"You are the sky. Everything else - it's just the weather." Pema Chodron
There are so many layers of meaning within this statement but, ultimately, doesn't it invite the inquiry into the nature of self identity? So before you read on, maybe you could take a moment to answer this question for yourself: "Who or what, exactly, am I?"
We all have different answers of course, but my guess is you've responded with something such as: your gender and age, your job, education and marital status. You may have included whether you have children and how many. Some people might reply with - "I'm depressed" or, "I'm an alcoholic/workaholic/shopaholic". For most of us the list describing who/what we are would include the various roles we play within society (wife, mother, son, volunteer), the emotional tendencies we have and beliefs we hold dear, the ways in which we think, descriptions of physical appearance, etc... You get the picture.

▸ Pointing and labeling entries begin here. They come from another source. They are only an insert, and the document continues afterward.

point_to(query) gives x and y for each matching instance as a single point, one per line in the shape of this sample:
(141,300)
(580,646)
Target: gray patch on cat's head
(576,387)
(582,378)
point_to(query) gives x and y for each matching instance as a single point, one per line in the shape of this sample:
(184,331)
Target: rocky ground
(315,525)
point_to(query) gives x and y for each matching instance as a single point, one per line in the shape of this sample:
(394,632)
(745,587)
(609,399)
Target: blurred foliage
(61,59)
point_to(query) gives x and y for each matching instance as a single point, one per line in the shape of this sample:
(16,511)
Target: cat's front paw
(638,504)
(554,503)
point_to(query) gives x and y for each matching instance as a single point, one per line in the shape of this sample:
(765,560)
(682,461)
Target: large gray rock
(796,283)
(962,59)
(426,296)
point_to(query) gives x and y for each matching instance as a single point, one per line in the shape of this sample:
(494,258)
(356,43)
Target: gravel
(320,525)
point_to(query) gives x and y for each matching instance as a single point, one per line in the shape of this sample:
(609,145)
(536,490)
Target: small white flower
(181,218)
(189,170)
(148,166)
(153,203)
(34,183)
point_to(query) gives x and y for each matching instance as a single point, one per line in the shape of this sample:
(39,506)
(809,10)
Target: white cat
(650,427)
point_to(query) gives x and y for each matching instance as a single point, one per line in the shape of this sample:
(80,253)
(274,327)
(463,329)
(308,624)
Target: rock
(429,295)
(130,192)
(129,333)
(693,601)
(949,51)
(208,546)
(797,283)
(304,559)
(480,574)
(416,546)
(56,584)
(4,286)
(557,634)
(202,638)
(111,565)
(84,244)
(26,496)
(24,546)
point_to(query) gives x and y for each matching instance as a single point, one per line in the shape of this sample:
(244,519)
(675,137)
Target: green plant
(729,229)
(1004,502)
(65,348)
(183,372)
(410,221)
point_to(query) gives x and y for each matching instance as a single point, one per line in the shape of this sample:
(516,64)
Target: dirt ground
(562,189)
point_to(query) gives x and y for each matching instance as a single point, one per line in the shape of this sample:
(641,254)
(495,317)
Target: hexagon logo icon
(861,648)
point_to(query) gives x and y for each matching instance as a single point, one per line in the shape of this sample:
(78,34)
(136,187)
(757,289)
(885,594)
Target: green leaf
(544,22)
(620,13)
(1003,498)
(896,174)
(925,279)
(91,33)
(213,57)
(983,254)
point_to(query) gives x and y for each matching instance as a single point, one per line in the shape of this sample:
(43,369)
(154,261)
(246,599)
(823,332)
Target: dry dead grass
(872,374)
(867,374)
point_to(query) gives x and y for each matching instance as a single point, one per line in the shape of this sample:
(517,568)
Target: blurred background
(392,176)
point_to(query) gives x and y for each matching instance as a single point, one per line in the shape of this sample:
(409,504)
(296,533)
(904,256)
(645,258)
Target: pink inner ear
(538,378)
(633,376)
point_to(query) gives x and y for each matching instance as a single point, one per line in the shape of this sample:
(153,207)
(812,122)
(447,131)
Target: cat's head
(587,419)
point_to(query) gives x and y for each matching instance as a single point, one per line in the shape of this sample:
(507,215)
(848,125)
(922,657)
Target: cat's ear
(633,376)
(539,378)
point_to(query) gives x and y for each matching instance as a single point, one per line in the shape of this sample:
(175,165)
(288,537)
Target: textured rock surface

We spend our lives wearing these labels, taking them on as though they are the very essence of what/who we are - our very identity, our skin. And we rarely, if ever, stop to ask if any of this is true. After all, one emotion is felt and another follows soon after - and another, and another, ad infinitum. This one thought (experienced now and deeply invested in, dwelled upon) might even be in direct opposition to the next. Doesn't all this quite naturally beg the question: "Is the essence of what I really am this role I play that once was not so? Or these emotions/thoughts/physical aspects that constantly change or come and go?"
So maybe ask again, but this time take a moment to just BE - before thought arises and between one emotion and the next. You'll find the essence of what you are in the space between breaths, between one "cloudy day" and the next. Feel into what's here when the emotion subsides or the thought is gone. Look to the silent, perfect vastness of what you are and always have been before the mind arrives on the scene to say otherwise. Then tell me if you're "the sky or the weather".